Pictured is a The Queen of Puddings at Lord’s in New York City, made with a breadcrumb and frozen custard base, jam, and toasted meringue.
Creative chefs looking for meaty alternatives to actual meat have long favored mushrooms, and lately roasted or fried maitakes have been taking the place of yesteryear’s grilled portobellos. Often served roasted or fried, the craggy surface makes for an explosion of texture, while also capturing any bit of flavorful sauce or dressing. It may not taste like meat, and it’s not actually trying to, but it is incredibly satisfying.
Pictured is a dish of maitakes with black garlic aïoli, leeks, Parmesan cheese and chives at High 5ive in Oakland, Calif.

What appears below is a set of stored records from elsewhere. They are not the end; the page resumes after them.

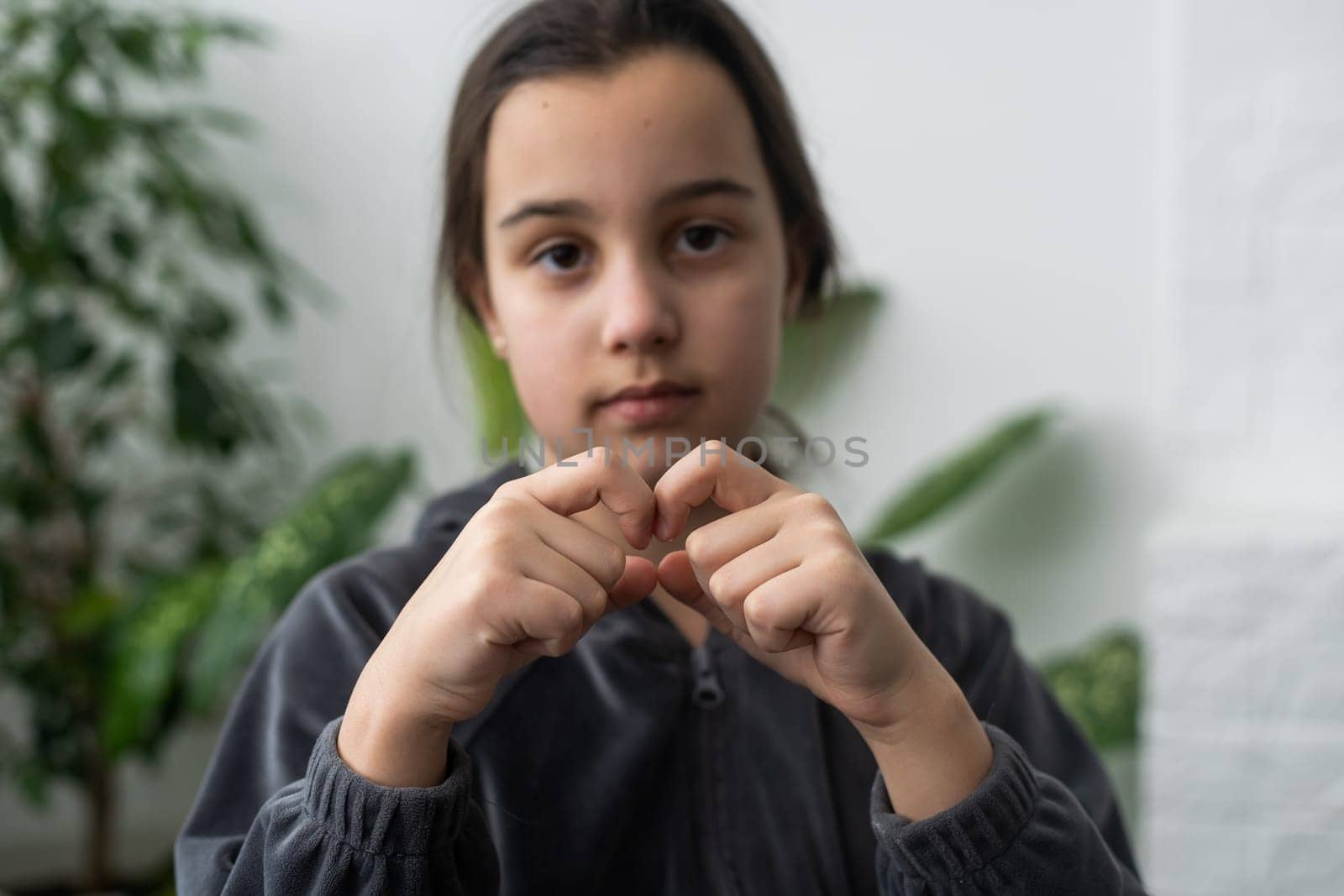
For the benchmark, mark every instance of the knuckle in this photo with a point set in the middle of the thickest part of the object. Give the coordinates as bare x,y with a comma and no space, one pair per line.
815,506
613,564
596,600
721,584
571,618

The “new Nordic” culinary movement spearheaded by Noma in Copenhagen helped cement pickling, preserving, and brining in fine dining, bringing the fermented flavors front and center. Koji, a Japanese product traditionally made from fermenting rice, barley, or soybeans — but it can also be made from other ingredients containing both starch and protein — plays a starring role in many of these restaurants. Koji is best known as the starter for miso, but now different flavor bases, ingredients, and approaches are coming into play as more chefs as well as bartenders are taking to the process as an appreciation for the flavors that come from fermentation is spreading across cultures, cuisines, and service categories.
Pictured is a fermented soy dip made with koji and served with raw vegetables at The Charter Oak in St. Helena, Calif.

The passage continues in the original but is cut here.